Induction hypothesis vs. termination checker

Hello!

I have the following slightly odd induction hypothesis for lists:

Definition list_induction_3 :
  ∀ (A : Type),
  ∀ (P : list A → Prop),
  P [] →
  (∀ (r : A), P (r :: [])) →
  (∀ (r0 r1 : A) (rest : list A), P rest → P (r1 :: rest) → P (r0 :: r1 :: rest)) →
  ∀ (L : list A), P L :=
  λ A 
    P
    P_nil
    P_1
    P_more,
  fix f (l : list A) :=
    match l with
    | []               => P_nil
    | r :: []          => P_1 r
    | r0 :: r1 :: rest => P_more r0 r1 rest (f rest) (f (r1 :: rest))
    end.

Essentially, It breaks induction into a case that handles [], a case that handles r :: [] and a case that handles r0 :: r1 :: rest. This doesn’t pass the termination checker with the following error:

A : Type
P : (list A) → Prop
P_nil : P []
P_1 : ∀ r : A, (P [r])
P_more : ∀ (r0 r1 : A) (rest : list A), ((P rest) → (P (r1 :: rest)) → P (r0 :: (r1 :: rest)))
f : ∀ l : list A, (P l)
l : list A
r0 : A
l0 : list A
r1 : A
rest : list A
Recursive call to f has principal argument equal to "r1 :: rest" instead of one of the following variables: 
"l0" "rest".
Recursive definition is:
"λ l : list A,
   match l as l0 return (P l0) with
   | [] => P_nil
   | r0 :: l0 =>
       match l0 as l1 return (P (r0 :: l1)) with
       | [] => P_1 r0
       | r1 :: rest => P_more r0 r1 rest (f rest) (f (r1 :: rest))
       end
   end".

I’m not 100% convinced that the function would terminate (that nested match is throwing me off a bit), but assuming that it does terminate, is there some other way I can write this to get Coq to accept it?

Here is a working version

Definition list_induction_3
           (A : Type)
           (P : list A -> Prop)
           (H0: P [])
           (H1: forall (r : A), P (r :: []))
           (Hrec: forall (r0 r1 : A) (rest : list A),
               P rest -> P (r1 :: rest) -> P (r0 :: r1 :: rest)):
  forall (L : list A), P L :=
  fix IHL (L : list A) : P L :=
    match L with
    | [] => H0
    | r :: L0 =>
        let IHL' := IHL L0 in
        match L0 return (P L0 -> P (r :: L0)) with
        | [] => fun _ => H1 r
        | r1 :: rest =>
            fun IHL' =>
              Hrec r r1 rest (IHL rest) IHL'
        end IHL'
    end.

The trick is to recurse on the first tail of the list before destructing it; otherwise Coq doesn’t realize that it’s a sublist of the input.

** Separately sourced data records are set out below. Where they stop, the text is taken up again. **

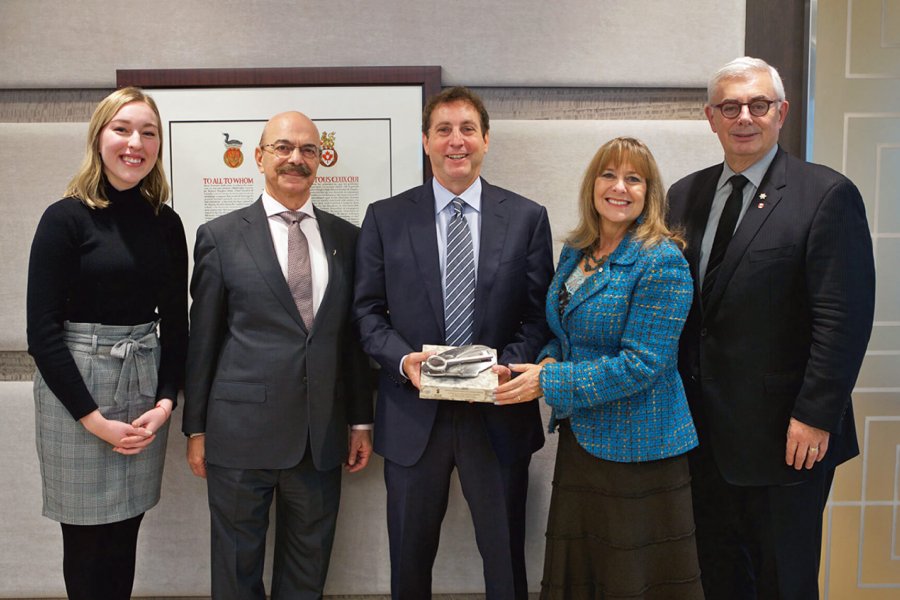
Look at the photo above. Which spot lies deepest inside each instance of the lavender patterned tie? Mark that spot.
(299, 270)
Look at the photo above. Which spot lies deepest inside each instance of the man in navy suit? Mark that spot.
(276, 375)
(401, 269)
(781, 256)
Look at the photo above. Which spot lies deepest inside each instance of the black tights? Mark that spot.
(98, 560)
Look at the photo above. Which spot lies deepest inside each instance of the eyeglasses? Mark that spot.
(730, 109)
(309, 151)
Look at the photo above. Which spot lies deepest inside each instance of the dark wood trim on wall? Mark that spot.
(777, 31)
(429, 77)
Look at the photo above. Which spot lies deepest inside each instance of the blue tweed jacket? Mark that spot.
(616, 378)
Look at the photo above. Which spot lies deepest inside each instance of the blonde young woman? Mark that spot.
(107, 327)
(620, 523)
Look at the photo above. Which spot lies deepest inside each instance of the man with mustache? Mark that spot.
(277, 382)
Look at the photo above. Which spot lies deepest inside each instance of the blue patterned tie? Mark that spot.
(459, 298)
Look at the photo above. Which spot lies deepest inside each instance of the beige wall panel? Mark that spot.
(46, 43)
(857, 131)
(874, 39)
(887, 189)
(887, 289)
(36, 162)
(841, 571)
(866, 137)
(545, 160)
(885, 338)
(890, 27)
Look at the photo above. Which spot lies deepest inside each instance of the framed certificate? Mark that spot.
(369, 119)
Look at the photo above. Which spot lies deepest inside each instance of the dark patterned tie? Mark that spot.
(727, 223)
(460, 295)
(299, 270)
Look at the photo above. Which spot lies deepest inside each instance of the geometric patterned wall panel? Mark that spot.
(857, 131)
(873, 31)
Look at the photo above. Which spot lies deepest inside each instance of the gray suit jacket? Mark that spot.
(258, 383)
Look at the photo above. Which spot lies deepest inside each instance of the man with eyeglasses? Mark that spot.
(277, 393)
(782, 261)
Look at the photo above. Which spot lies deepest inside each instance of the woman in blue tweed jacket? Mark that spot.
(620, 523)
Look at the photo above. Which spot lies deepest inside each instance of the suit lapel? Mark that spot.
(423, 241)
(767, 197)
(494, 224)
(258, 239)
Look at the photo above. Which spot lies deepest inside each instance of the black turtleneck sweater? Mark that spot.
(120, 265)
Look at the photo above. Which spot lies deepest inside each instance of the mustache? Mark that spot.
(299, 169)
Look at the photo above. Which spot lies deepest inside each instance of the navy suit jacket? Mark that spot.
(788, 320)
(258, 382)
(399, 307)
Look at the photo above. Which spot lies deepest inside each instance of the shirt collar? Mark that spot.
(273, 206)
(754, 173)
(443, 196)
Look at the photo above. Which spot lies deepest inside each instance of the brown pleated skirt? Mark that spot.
(619, 530)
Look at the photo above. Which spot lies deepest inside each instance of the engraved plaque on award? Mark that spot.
(459, 373)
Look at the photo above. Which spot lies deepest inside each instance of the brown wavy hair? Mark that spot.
(650, 227)
(89, 183)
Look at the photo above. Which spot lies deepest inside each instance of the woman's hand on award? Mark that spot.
(523, 388)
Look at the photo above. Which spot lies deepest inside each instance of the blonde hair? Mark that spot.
(650, 227)
(88, 184)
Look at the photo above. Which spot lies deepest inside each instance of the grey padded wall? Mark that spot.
(48, 43)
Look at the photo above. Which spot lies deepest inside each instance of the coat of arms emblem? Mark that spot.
(328, 157)
(233, 156)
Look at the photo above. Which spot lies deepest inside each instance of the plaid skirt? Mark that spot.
(619, 530)
(84, 481)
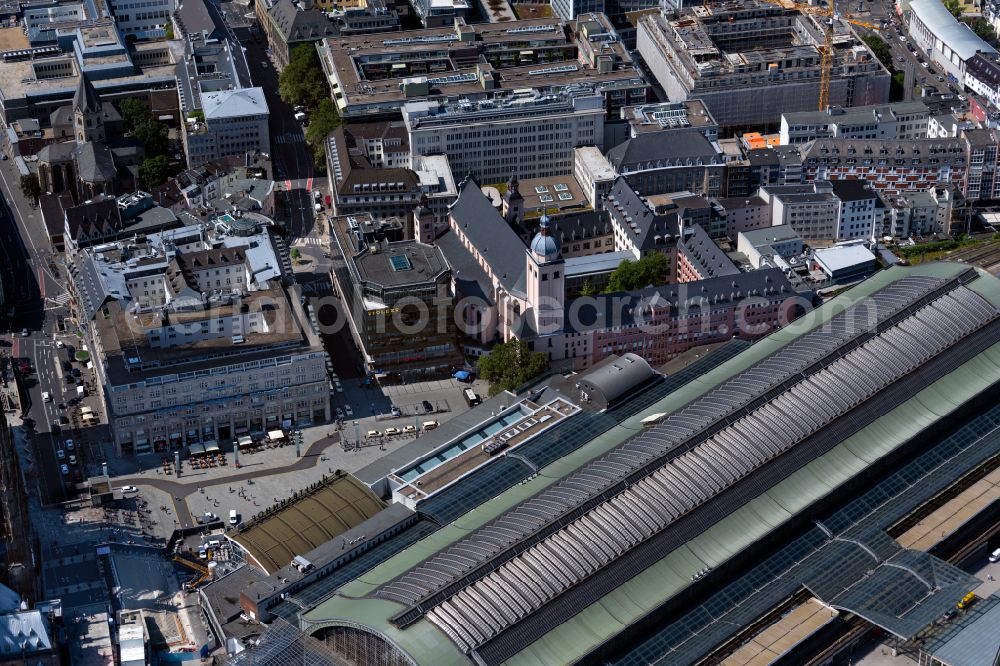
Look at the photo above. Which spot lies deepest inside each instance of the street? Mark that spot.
(290, 156)
(42, 302)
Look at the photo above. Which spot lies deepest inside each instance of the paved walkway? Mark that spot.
(179, 489)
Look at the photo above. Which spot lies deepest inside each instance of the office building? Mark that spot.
(530, 133)
(287, 26)
(983, 181)
(197, 339)
(664, 162)
(510, 290)
(691, 114)
(751, 62)
(889, 166)
(896, 120)
(370, 170)
(373, 75)
(948, 43)
(397, 300)
(223, 114)
(769, 246)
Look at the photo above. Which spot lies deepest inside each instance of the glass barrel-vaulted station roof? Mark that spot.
(806, 389)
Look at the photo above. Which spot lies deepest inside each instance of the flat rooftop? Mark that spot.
(457, 457)
(448, 54)
(124, 333)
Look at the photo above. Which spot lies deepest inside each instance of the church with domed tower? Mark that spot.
(506, 288)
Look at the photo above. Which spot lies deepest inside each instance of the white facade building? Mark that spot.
(528, 134)
(235, 123)
(899, 120)
(146, 19)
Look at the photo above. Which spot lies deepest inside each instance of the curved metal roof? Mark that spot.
(615, 379)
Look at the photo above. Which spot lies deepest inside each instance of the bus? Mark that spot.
(471, 397)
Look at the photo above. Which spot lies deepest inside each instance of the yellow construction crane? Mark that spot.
(829, 15)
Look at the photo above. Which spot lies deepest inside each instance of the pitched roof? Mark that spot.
(100, 216)
(487, 231)
(86, 98)
(626, 206)
(95, 163)
(298, 526)
(194, 16)
(297, 26)
(233, 103)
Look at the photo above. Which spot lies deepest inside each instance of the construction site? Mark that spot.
(751, 61)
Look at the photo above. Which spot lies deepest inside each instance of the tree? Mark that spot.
(154, 171)
(983, 29)
(511, 364)
(325, 119)
(133, 113)
(302, 81)
(153, 136)
(651, 270)
(880, 49)
(30, 187)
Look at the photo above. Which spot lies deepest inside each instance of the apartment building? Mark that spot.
(984, 171)
(918, 214)
(898, 120)
(527, 133)
(714, 53)
(889, 166)
(197, 338)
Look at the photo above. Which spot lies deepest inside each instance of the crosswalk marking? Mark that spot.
(289, 137)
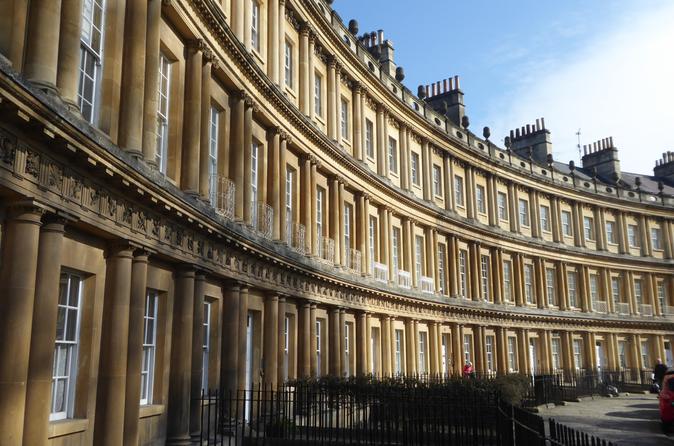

The hint is in this part of the error:

Recursive call to f has principal argument equal to "r1 :: rest" instead of one of the following variables: 
"l0" "rest".

Thank you! I don’t think I would have stumbled onto that one alone. I couldn’t work out how to tell Coq about the sublist.

If there’s one thing I think never gets particularly readable in Coq, it’s induction principles.